Credit card sexism: The woman who couldn't buy a moped
- Published
When the first British credit card launched 50 years ago it was mostly used by men
In the 1960s and 1970s, women were viewed as a riskier investment by banks and stores
Women had to get their father or husband to sign for most loans even if they earned more than them
Christine Edwards was 23 when she decided to buy a moped to ride to work.
"There was one for sale at a local dealership - one where you pedalled before the engine kicked in. I had saved the 30% deposit and wanted a hire purchase agreement to cover the balance."
However, the salesman said Edwards had to get her father's signature to secure the contract.
"I explained my parents were divorced and I wasn't in contact with my father but they wouldn't change their minds. They refused to take my mother's signature," she says.
This was Britain in 1970 - just a generation ago but a world away in its attitude to women.
"There was still this mindset that women got certain rights through the relevant man in her life," says Prof Lucy Delap from Cambridge University.
"Women had long been in charge of household budgets, but it was the husband who gave his wife the housekeeping money and held the financial power."
Women had an increasing amount of purchasing power. In 1951 about 36% of women aged 20 to 64 were in work. By 1971 this had risen to 52%, but women were still considered second-class citizens by lenders.
Susan Woolley, from Chester, who earned a third more than her husband, ran into problems.

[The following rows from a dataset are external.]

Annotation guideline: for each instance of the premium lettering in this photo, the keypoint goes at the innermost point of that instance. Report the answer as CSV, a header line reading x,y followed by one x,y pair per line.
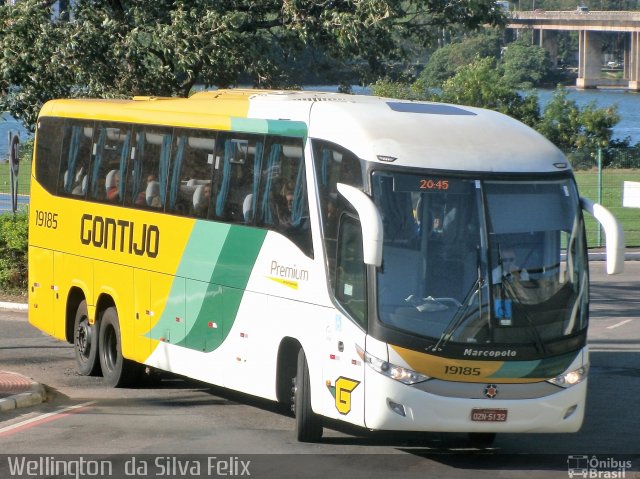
x,y
289,272
120,235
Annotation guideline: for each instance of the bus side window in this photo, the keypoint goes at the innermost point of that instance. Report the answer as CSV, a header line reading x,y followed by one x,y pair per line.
x,y
283,203
237,157
333,164
75,158
48,145
351,272
148,176
192,163
111,146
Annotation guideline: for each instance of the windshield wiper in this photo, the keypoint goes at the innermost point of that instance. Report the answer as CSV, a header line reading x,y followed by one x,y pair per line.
x,y
461,314
513,296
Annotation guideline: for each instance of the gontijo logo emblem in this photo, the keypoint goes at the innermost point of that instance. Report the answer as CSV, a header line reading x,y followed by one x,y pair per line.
x,y
342,393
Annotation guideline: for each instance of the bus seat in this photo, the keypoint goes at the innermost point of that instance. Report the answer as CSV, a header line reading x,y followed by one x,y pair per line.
x,y
247,207
153,194
111,185
81,187
110,182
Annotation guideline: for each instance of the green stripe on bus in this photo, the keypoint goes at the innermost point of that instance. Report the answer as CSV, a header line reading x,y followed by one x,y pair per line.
x,y
296,129
211,301
539,368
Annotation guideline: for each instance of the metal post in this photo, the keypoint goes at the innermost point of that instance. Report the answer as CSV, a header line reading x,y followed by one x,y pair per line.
x,y
599,240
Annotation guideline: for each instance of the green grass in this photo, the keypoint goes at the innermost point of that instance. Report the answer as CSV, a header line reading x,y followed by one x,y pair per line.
x,y
612,190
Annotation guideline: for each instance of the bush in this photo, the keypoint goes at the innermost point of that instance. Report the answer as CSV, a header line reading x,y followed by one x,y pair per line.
x,y
13,251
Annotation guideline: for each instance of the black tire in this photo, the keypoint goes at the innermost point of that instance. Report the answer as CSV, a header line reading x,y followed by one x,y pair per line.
x,y
308,424
85,342
481,439
116,370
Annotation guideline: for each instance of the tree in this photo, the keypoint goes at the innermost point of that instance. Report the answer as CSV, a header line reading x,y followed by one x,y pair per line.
x,y
525,65
572,128
444,62
165,47
481,84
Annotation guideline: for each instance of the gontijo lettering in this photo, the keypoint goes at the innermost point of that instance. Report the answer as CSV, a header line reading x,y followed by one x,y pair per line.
x,y
120,235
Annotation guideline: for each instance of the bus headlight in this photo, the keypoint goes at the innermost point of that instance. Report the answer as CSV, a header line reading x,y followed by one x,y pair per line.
x,y
571,378
404,375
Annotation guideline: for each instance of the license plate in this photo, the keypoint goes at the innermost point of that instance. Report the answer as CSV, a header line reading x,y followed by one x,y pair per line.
x,y
489,415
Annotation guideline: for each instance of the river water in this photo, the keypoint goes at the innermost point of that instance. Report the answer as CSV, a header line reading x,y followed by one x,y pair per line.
x,y
628,104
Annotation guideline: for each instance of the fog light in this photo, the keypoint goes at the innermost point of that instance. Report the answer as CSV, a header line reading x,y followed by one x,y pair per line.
x,y
397,408
570,411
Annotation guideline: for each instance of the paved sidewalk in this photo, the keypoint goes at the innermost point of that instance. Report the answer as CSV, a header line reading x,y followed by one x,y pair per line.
x,y
18,391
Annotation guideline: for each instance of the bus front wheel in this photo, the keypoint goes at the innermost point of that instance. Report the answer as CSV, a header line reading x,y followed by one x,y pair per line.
x,y
85,342
308,424
116,370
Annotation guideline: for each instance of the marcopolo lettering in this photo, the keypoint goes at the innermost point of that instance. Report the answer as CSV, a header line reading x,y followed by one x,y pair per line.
x,y
120,235
479,353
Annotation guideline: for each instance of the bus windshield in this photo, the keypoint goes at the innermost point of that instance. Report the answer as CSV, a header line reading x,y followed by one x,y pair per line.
x,y
479,261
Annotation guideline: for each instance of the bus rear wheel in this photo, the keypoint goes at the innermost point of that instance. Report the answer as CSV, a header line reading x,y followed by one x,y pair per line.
x,y
308,424
116,370
85,342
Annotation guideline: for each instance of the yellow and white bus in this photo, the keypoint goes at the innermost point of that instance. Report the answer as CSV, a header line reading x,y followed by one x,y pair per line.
x,y
408,266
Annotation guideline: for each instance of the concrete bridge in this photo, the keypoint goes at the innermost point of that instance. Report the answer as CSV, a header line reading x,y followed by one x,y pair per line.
x,y
591,26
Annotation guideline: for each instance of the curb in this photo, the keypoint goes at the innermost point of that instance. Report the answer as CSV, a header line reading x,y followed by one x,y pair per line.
x,y
13,306
35,393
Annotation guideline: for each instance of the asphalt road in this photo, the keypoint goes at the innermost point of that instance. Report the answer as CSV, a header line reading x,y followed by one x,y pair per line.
x,y
160,422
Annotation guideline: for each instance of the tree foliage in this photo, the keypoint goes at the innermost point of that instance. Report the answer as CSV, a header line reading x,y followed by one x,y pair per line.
x,y
572,128
525,65
444,62
165,47
580,131
481,84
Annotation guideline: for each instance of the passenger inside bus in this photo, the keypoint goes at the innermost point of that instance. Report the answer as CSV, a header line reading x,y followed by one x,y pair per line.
x,y
112,184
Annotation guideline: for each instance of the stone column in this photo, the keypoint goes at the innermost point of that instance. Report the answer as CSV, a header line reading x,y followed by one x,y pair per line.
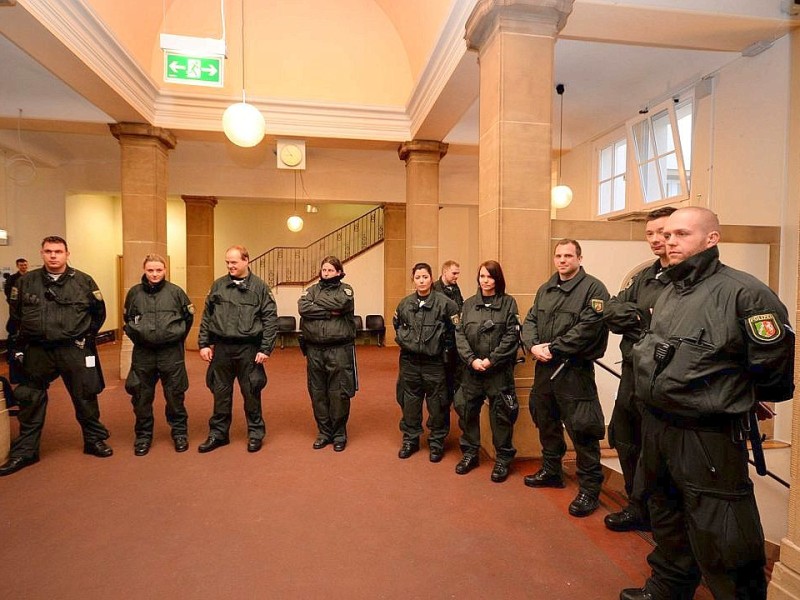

"I wanted to buy a three-piece suite on hire purchase soon after I got married," she says. "But I had to get my husband's signature even though I earned £13 per week while he earned £10 a week. I was extremely annoyed."
While women were fed up with attitudes out of step with reality, few were prepared to take on the conservative culture.
"We'd grown up in an environment where poor treatment was accepted," Edwards says.
"We were used to it. Don't forget that at this time all the boys earned more than what we did for doing the same job. It wasn't until those wonderful women at Dagenham went on strike that we realised we could do something."
Industrial action by women at Ford's Dagenham plant in 1968 led to the Equal Pay Act of 1970. Five years later the Employment Protection Act introduced statutory maternity pay and job reinstatement rights.
Yet everyday financial discrimination continued.
Kath Dawson, from Bury, says: "We needed a washing machine and I saw an ex-display one in a shop. I went to buy it on hire purchase but I was told my husband had to sign for it.
"I had to plead with the staff to allow me to take the paperwork home to get his signature as he worked in a different town. It meant the washing machine was in his name even though I made the payments."
She later decided to sign up with the AA in case the car broke down and filled in the form, putting herself as the principal driver.
"When the membership cards came through my husband was named as the full member and I was the associate member even though I had paid for it."
The credit card, first introduced to the UK by Barclays Bank 50 years ago, represented a break with the past. While it wasn't actively marketed at women for the first five years, a woman didn't require a male guarantor to sign her application.
"I got a credit card when they first came out in 1966," Catherine Petts says.
"I was a graduate with a degree in economics, working in the finance industries. I got one because I thought I looked quite sophisticated using it in shops!"
Dawson got her first credit card in 1973, the year that Barclays began actively promoting them to women.
"I got it to help balance my finances and I didn't need a male guarantor. I was afraid of using my credit card when I first got it. I had it for emergencies."
The Sex Discrimination Act of 1975 finally outlawed discrimination against women seeking to obtain goods, facilities or services, including loans or credit.
However, a news report in the Times in 1978 revealed some retailers were still asking for male guarantors.
"In the end it was the economy that drove the change," Delap says.
"In the 1970s banks and retailers could use the excuse that fluctuating interest rates made it difficult to lend in general.
"But they couldn't use that in the 1980s. The government was telling banks to lend more to stimulate growth and credit card use boomed."
However, some women found it impossible to get a credit card because of financial discrimination they had faced in the past.
Sheena Fraser, who worked for a bank in the 1960s, says her staff current account was transferred to a joint account while she was on honeymoon.
"It said 'Mr (my husband's name) and another' and they also changed my contract to temporary staff.
"I later realised I couldn't build up a credit rating of my own because I was the second person named on the account, as well as on rents, loans, mortgages and so on. So getting a credit card in my own name still eludes me.
"My widowed friend faced the same problem. Her husband's credit card was withdrawn immediately on his death and she had difficulty getting her own card without a credit history.
"Gender discrimination back in the 60s and 70s still has ramifications for women today."